A small round table is mounted in the aft cockpit, or if there are a few people sitting down to lunch, a larger table fits in. The whole aft cockpit floor and the helm station deck is teak laid. There are two day-hatches giving access to the engine compartment that houses two Volvo Penta 5lt GXI 270hp engines with DuoProp legs. The whole floor can be easily taken out if work needs to be done on the engines. There is a tonne of room in the engine bay with plenty of room to slot in a genset. The helm station has a very angular workman-like look about it. All the gauges are there and a handy switch panel is located on the right hand side of the wheel. A VHF radio and Furuno G2 1650 Chartplotter/ sounder with C-Map are standard. 

The view from the helm seat is good allround, standing up there is also a good view over the top of the windscreen. The main deck over the cabin is very flat and is a good spot to sunbake. It is also easy to get to with a 205mm walkway along each side and a step up with a handhold from the aft cockpit. Down below the main cabin is more akin to a yacht layout and not the open plan we have become used to on similar boats. The forward stateroom is separated from the saloon by a main bulkhead. There is the usual settee and dining table and the liberal use of light-colour beech wood makes the cabin look bigger. The small galley has a two-burner cooktop, microwave, fridge and an extractor fan. 

There are a couple of cupboards for storage, one very deep one, but there is no separate draw for cutlery. The large bunk in the main stateroom is angled across the boat, with a small standing area in the entrance. There is a hanging locker and storage caves beside the bunk, again similar to those yacht designers favour. An air-conditioning unit can also be installed under the bunk and considering the interior layout of the boat it would not be a bad option. The head is small, but doesn't forget that this is only a 36-footer and the designers have built a lot into the hull, which tends to be more slab-sided than similar sports cruisers. 

Then there is the aft cabin that runs longitudinally under the bridge deck. There are two bunks in here with a two-draw chest of draws between them and storage caves above the starboard side bunk. On the water the variable deadrise, which is fine at the bow and runs to 22 degrees at the transom, keeps the hull running true. There are no trim tabs, it doesn't need them. At idle the boat will glide along at 800rpm and 2 knots, best cruising speed is a round 3200rpm and 20 knots and in full song the GPS wound up to 35.7 knots at 4800rpm against the tide and after some adjustment of the leg trim. 

At first we had the trim too far out, but after bringing it in a little the speed increased. Handling with the hydraulic steering is good. With full lock on and one engine going ahead and the other astern the boat spun in its own length. As we have come to expect with other boats fitted with Volvo Penta DuoProps, manoeuvring is positive and by using the props independently the boat can be held straight against a crosswind. This a big advantage when docking, especially in some of the marinas on the Gold Coast that have sorted even the best skippers out from time-to-time. 

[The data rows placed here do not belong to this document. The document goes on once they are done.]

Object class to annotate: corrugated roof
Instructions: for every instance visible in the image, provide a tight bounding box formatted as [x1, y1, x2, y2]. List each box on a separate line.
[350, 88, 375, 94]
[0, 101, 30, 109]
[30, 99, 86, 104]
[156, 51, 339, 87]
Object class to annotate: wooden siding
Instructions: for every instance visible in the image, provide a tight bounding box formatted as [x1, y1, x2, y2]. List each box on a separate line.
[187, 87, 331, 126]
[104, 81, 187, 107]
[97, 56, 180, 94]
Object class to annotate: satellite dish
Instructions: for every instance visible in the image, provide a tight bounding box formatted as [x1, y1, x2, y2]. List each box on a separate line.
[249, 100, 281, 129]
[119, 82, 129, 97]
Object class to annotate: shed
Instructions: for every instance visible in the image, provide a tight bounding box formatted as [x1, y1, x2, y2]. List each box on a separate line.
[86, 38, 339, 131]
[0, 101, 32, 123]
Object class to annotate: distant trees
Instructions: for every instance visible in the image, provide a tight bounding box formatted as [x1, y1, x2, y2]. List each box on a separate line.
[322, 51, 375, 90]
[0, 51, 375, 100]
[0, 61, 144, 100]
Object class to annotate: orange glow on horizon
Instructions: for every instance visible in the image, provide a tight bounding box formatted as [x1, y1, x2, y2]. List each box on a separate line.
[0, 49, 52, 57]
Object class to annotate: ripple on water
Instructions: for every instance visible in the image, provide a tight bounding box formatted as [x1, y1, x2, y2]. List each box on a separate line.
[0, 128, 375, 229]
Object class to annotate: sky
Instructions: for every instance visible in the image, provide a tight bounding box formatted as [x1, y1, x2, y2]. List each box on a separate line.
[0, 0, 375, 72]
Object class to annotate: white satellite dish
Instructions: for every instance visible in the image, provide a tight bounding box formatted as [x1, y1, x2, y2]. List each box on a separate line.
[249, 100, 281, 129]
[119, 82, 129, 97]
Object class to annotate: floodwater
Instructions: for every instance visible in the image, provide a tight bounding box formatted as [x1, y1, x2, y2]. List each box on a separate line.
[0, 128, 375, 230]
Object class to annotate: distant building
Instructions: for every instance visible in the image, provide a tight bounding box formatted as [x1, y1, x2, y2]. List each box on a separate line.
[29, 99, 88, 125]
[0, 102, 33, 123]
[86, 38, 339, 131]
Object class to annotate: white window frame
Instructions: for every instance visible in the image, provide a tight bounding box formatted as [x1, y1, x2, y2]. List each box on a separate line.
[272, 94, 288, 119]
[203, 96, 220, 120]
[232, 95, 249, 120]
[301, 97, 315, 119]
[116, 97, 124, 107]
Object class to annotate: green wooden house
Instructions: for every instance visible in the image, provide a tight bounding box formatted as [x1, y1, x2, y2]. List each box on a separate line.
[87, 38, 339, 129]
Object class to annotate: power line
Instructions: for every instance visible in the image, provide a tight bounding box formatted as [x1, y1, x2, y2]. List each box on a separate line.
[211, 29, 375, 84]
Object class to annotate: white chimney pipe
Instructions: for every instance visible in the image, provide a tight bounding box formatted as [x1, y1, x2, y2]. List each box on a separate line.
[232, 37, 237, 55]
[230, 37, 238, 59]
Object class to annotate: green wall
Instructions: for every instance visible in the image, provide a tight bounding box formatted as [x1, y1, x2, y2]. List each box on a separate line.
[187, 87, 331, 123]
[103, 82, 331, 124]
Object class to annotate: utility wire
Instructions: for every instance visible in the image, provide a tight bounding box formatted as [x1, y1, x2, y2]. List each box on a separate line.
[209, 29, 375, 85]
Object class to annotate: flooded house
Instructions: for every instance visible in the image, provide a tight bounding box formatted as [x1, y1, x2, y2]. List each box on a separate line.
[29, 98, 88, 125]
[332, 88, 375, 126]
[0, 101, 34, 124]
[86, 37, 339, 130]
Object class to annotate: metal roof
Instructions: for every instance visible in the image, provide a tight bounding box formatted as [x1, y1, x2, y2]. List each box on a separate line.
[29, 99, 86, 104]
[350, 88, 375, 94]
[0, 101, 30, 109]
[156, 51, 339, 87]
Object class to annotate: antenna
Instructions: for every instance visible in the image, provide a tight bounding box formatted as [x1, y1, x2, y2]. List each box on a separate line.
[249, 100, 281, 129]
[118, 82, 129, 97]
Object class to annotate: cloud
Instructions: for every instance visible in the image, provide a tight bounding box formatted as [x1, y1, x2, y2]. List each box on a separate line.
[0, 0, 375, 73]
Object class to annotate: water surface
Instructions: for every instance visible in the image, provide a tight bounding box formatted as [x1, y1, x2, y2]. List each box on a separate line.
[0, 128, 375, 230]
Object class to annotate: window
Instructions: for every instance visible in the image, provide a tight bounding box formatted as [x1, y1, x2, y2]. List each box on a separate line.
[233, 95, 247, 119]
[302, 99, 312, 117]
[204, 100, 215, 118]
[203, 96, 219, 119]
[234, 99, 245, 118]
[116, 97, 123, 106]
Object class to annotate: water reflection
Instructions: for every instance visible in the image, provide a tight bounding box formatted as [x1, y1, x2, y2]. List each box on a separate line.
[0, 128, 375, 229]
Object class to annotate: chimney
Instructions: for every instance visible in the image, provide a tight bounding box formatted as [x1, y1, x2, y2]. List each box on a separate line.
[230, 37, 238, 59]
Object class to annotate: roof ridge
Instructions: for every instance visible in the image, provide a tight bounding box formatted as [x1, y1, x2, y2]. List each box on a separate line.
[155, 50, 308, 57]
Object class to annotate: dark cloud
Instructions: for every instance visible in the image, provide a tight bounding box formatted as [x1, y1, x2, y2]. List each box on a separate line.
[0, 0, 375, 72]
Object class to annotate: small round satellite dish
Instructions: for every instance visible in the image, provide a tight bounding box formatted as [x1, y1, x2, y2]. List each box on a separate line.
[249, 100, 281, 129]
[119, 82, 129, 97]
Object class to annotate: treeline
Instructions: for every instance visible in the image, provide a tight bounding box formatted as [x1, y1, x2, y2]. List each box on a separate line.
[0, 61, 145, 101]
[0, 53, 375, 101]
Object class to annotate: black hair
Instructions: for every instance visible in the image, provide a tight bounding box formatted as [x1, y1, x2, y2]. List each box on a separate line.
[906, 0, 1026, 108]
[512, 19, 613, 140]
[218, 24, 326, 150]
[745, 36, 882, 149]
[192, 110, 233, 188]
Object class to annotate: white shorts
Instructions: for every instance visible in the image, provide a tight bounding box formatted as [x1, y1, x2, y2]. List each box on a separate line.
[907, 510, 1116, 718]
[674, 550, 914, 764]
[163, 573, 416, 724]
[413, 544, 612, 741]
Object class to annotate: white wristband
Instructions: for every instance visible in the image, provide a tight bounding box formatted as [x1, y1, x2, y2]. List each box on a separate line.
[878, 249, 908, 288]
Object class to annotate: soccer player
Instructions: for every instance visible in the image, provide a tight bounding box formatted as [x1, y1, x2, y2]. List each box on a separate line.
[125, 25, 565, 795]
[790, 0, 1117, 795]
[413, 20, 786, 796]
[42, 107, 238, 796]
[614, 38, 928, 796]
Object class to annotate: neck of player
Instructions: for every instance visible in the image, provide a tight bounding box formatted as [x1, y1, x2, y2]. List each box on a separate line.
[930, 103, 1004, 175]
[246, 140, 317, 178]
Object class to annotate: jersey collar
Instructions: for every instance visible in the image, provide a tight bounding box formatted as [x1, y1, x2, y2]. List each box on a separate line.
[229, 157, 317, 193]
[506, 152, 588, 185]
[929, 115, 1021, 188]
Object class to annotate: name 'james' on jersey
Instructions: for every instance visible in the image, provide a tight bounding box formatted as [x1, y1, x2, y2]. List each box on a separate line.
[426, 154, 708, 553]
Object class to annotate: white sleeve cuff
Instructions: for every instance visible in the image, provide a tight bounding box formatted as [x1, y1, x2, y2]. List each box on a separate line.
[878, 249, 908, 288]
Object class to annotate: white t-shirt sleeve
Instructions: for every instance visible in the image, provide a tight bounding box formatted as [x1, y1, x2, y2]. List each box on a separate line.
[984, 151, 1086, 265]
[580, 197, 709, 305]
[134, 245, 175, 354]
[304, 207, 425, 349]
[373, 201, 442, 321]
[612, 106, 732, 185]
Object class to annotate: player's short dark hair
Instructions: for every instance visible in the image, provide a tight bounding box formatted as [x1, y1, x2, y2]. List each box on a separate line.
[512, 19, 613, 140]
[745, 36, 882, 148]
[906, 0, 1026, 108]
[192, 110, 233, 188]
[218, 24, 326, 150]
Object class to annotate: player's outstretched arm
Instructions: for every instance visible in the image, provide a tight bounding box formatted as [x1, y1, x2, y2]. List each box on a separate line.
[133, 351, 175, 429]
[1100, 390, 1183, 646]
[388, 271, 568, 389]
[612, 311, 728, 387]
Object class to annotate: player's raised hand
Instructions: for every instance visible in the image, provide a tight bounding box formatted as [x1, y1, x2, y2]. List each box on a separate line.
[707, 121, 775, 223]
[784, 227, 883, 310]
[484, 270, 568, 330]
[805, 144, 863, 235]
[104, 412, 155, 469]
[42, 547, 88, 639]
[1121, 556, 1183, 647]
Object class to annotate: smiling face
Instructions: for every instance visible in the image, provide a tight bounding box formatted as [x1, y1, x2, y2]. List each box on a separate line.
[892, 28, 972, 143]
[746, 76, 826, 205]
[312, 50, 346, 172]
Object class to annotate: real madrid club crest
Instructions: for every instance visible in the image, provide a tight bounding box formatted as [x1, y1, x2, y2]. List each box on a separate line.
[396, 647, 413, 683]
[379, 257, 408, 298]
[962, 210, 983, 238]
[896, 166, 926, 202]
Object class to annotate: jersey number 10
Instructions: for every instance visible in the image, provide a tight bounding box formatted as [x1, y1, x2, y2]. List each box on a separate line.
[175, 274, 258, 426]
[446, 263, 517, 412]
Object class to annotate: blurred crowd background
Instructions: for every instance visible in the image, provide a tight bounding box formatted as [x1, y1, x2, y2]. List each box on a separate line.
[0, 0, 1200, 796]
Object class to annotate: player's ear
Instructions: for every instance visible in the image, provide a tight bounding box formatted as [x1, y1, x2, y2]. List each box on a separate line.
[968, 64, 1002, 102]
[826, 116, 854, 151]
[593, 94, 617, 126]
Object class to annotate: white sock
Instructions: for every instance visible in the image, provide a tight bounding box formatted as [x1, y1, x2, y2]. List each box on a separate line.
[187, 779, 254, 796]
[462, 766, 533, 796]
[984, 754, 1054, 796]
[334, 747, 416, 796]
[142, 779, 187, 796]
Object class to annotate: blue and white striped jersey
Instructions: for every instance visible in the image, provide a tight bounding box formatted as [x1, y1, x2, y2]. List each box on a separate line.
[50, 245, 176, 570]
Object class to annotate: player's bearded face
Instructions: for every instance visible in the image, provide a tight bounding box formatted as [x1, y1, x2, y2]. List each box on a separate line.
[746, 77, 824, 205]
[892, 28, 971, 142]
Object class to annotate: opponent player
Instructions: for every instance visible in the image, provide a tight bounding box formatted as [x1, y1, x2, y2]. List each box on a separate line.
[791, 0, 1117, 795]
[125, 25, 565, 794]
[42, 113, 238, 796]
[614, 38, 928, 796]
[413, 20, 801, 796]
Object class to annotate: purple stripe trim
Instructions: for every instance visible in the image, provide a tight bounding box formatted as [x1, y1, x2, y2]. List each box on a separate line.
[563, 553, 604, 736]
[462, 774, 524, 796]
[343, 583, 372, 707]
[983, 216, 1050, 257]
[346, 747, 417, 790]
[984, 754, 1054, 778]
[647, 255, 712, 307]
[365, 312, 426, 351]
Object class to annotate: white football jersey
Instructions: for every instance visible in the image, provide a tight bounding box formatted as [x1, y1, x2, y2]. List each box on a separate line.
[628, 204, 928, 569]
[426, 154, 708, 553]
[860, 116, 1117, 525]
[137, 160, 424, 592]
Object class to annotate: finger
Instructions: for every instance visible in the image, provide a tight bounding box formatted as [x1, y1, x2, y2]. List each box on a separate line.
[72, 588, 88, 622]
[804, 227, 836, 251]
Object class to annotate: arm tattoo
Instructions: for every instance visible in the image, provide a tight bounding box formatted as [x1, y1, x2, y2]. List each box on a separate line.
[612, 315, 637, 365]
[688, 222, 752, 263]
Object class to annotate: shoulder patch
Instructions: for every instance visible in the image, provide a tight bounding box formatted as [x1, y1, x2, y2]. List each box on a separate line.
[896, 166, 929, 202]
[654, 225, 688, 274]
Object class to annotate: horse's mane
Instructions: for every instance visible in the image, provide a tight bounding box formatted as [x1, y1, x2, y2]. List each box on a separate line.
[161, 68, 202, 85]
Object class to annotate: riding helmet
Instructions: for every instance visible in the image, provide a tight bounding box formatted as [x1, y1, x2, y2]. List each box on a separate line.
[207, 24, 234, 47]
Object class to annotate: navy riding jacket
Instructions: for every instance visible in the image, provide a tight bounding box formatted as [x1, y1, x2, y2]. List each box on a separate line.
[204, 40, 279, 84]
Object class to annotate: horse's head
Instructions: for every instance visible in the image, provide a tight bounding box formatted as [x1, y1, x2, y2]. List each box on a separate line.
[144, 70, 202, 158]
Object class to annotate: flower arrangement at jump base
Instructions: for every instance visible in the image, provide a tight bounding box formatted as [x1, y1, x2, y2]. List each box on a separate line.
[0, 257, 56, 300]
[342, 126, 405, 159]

Turn it hard into a corner and the boat sits in without any vices. Probably the big feature of the Ambassador is the extended teak-laid swim platform, which is an extra, but one well worth investing in. Mark Hall at Black Watch Sales has plans to mount a Sovereign barbecue on the transom and perhaps fit some rails on the back of the platform. The 1.3m swim platform would then become another entertainment centre. The Gulf Craft Ambassador 36 may not be the prettiest sports boat on the market, but at $269,00, the price of the test boat, it has a lot to offer and is a very solid, practical boat.